A scarab rolls its ball of dung,
going somewhere in the desert.

But I don't know where that where is.


This sentence should be rephrased. However, I think the reworking would be more effectual in your hands, Brad, so I didn’t touch it.

It looks inefficient, and yet those
Before and After Akhenaten
saw Ra, the roller of the sun.

If you close your eyes, you can hear
something like movement.


Wonderful!  

A man -- brown skin, thin and mustached --
stood in the middle of the desert;
shielded his eyes from the wind and the dust.
He stood alone between the sand dunes.
He stared waiting for something.
But what can happen here?

Turning, he became aware of his examination,
paused,
And accused me in silence:


The repetition of ‘He…’ became tedious in the third line, and the following words struggle over themselves.
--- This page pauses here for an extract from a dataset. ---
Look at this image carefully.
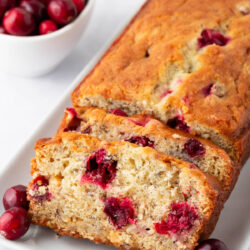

The above is my approach to its rewording.

Usurper.

I think ‘Usurper’ should be emphasized; the italicized letters is a subtle enough mean.

If you close your eyes you don't have
to listen to the movement.


This line alone is WONDERFUL! Although the echo was meant to produce movement and connection, when coupled with its counterpart, this line it loses its effectiveness.

Out of the corner of perception,
in a blur of dyslexic acuity,
you'll notice that those you pass
are passing for someone else;
instead of eyes: crimson spheres of glass
that hide unsaid thoughts and hint
chaos behind a smile.

They do not always wait in the desert
or roll like Ra, the winged one.


You need to work on your message (which was not totally clear), and visual aesthetics, but overall, this was a great poem!  

Stacey

Brad
Member Ascendant
since 1999-08-20
Posts 5705
Jejudo, South Korea
6 posted 2001-04-22 09:53 AM


A quick thanks to everyone.

Roxanne,
watercolor of hell -- I loved that

Tony,
Hmmm, the last two lines were there to bring everything together -- perhaps its too clear?

Jenny,
That you felt the connections but couldn't quite articulate them is a great compliment. Thanks.

Furlong,
Same to you, a poem works first on a visceral level and only second on an interpretive one. At least, that's what I think.

Stacey,
Hope you can hang around for a while because we have very different ideas on aesthetics. This could get fun.